Los escritores argentinos no tenemos ese problema. Para bien o para mal. Porque también está esa idea de traición o extradición como tradición, que en otros campos nos ha traído varios problemas. La incapacidad de asumirnos como un país, ese sálvese quién pueda constante. Inclusive dentro del campo literario, el canibalismo absoluto y la violencia que hay entre facciones todo el tiempo, tipo “lo vamo a reventar”. La culpa de todo la tiene el fútbol, ¿no? [Risas] Es el único momento, parecería, en el que los argentinos son argentinos. Por desgracia.
FT: Quitando, entonces, la tradición argentina. ¿Por qué creés que hay tan poca ciencia-ficción escrita en castellano?
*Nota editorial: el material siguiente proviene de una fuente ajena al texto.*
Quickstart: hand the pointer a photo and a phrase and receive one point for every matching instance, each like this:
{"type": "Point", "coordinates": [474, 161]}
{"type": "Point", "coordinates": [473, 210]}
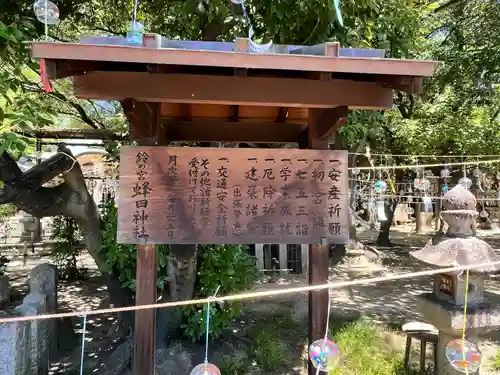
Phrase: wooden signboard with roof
{"type": "Point", "coordinates": [219, 92]}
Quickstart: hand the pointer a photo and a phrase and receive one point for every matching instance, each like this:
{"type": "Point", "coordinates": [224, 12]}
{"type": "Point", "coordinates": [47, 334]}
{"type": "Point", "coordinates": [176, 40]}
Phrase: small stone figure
{"type": "Point", "coordinates": [444, 307]}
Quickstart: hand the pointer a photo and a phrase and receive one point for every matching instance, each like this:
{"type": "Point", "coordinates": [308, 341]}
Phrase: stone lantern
{"type": "Point", "coordinates": [444, 307]}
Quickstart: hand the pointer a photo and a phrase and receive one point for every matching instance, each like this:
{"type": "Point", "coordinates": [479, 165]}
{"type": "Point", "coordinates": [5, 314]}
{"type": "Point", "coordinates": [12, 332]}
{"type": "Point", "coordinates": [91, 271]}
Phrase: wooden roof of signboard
{"type": "Point", "coordinates": [227, 83]}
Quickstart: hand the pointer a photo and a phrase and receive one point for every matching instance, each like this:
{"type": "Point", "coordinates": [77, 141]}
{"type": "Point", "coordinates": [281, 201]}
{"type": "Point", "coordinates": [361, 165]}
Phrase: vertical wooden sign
{"type": "Point", "coordinates": [232, 196]}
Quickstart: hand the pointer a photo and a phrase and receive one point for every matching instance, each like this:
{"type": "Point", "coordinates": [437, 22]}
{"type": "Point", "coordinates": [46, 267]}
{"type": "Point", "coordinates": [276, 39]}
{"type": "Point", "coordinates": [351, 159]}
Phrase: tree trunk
{"type": "Point", "coordinates": [72, 199]}
{"type": "Point", "coordinates": [383, 235]}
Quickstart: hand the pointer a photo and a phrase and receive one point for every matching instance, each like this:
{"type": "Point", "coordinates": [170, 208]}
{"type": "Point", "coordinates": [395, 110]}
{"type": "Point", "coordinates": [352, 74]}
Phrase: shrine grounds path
{"type": "Point", "coordinates": [275, 329]}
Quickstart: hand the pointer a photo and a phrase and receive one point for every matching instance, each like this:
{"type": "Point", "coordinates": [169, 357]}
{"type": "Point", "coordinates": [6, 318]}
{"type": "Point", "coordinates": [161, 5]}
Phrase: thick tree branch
{"type": "Point", "coordinates": [9, 170]}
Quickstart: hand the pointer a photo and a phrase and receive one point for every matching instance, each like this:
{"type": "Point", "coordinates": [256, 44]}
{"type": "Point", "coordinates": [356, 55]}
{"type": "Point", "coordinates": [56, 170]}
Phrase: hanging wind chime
{"type": "Point", "coordinates": [47, 13]}
{"type": "Point", "coordinates": [465, 181]}
{"type": "Point", "coordinates": [463, 355]}
{"type": "Point", "coordinates": [324, 354]}
{"type": "Point", "coordinates": [422, 185]}
{"type": "Point", "coordinates": [207, 368]}
{"type": "Point", "coordinates": [445, 173]}
{"type": "Point", "coordinates": [135, 32]}
{"type": "Point", "coordinates": [380, 188]}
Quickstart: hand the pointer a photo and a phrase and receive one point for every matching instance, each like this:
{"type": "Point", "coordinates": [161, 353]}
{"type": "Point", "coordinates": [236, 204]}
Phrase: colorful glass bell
{"type": "Point", "coordinates": [46, 12]}
{"type": "Point", "coordinates": [325, 355]}
{"type": "Point", "coordinates": [465, 182]}
{"type": "Point", "coordinates": [463, 356]}
{"type": "Point", "coordinates": [205, 369]}
{"type": "Point", "coordinates": [380, 186]}
{"type": "Point", "coordinates": [477, 172]}
{"type": "Point", "coordinates": [445, 172]}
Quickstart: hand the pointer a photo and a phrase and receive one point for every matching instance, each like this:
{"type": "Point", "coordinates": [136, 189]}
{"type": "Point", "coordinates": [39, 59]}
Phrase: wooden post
{"type": "Point", "coordinates": [146, 130]}
{"type": "Point", "coordinates": [37, 234]}
{"type": "Point", "coordinates": [437, 210]}
{"type": "Point", "coordinates": [318, 255]}
{"type": "Point", "coordinates": [418, 216]}
{"type": "Point", "coordinates": [145, 320]}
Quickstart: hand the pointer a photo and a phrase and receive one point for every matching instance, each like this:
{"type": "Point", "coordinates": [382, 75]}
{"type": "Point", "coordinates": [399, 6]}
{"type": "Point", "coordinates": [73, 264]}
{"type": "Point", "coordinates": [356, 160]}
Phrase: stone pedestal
{"type": "Point", "coordinates": [448, 318]}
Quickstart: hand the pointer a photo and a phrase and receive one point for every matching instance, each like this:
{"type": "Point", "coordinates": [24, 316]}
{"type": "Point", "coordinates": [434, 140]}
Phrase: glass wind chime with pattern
{"type": "Point", "coordinates": [422, 188]}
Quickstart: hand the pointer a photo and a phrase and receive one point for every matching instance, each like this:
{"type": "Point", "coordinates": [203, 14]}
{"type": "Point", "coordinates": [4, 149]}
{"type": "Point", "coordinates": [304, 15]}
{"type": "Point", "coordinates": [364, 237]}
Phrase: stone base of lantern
{"type": "Point", "coordinates": [448, 318]}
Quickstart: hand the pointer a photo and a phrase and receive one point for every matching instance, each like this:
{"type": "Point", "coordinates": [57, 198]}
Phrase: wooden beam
{"type": "Point", "coordinates": [324, 49]}
{"type": "Point", "coordinates": [318, 258]}
{"type": "Point", "coordinates": [408, 84]}
{"type": "Point", "coordinates": [282, 114]}
{"type": "Point", "coordinates": [327, 121]}
{"type": "Point", "coordinates": [219, 131]}
{"type": "Point", "coordinates": [144, 121]}
{"type": "Point", "coordinates": [232, 90]}
{"type": "Point", "coordinates": [145, 320]}
{"type": "Point", "coordinates": [72, 134]}
{"type": "Point", "coordinates": [145, 128]}
{"type": "Point", "coordinates": [230, 59]}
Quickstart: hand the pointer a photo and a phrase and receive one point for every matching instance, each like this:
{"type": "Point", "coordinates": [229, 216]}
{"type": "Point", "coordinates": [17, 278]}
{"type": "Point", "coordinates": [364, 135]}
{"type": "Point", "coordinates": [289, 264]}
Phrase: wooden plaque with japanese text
{"type": "Point", "coordinates": [190, 195]}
RF: Pues, no lo sé. Tal vez es gente que no necesitó escaparse de la idea de que están viviendo en Argentina. Tal vez son gente más feliz o más interesada en el sitio en el que les tocó vivir. También hay una cosa muy liminar: Argentina está en el fin del mundo. En comparación con otros países latinoamericanos, en Argentina sólo hay dos o tres generaciones. De la cultura indígena no nos ha quedado absolutamente nada, salvo en el Norte. No hay ruinas impresionantes que te recuerden ese pasado, que te hagan consciente de que en ese lugar hubo otros planetas antes que el tuyo. Argentina siempre está en órbita y como perdida en el espacio.
FT: Bueno, hay mucha literatura escrita en inglés, donde se vehiculó el desarrollo tanto de la literatura fantástica como del realismo.
RF: Creo que lo que ocurrió en Estados Unidos y no ocurrió mucho ni en Argentina o España es que allí se vivió una Edad de Oro de las revistas de género. También por la depresión o por la necesidad de fantasear. Pero había cuarenta y cinco revistas de ciencia ficción conviviendo en un determinado momento. Bueno, era fuente de trabajo. No creo que el pensar fantásticamente sea patrimonio de un determinado país, pero sí de determinadas circunstancias.
FT: Después de una década viviendo en Barcelona, ¿cómo valorás estos años a nivel profesional y personal?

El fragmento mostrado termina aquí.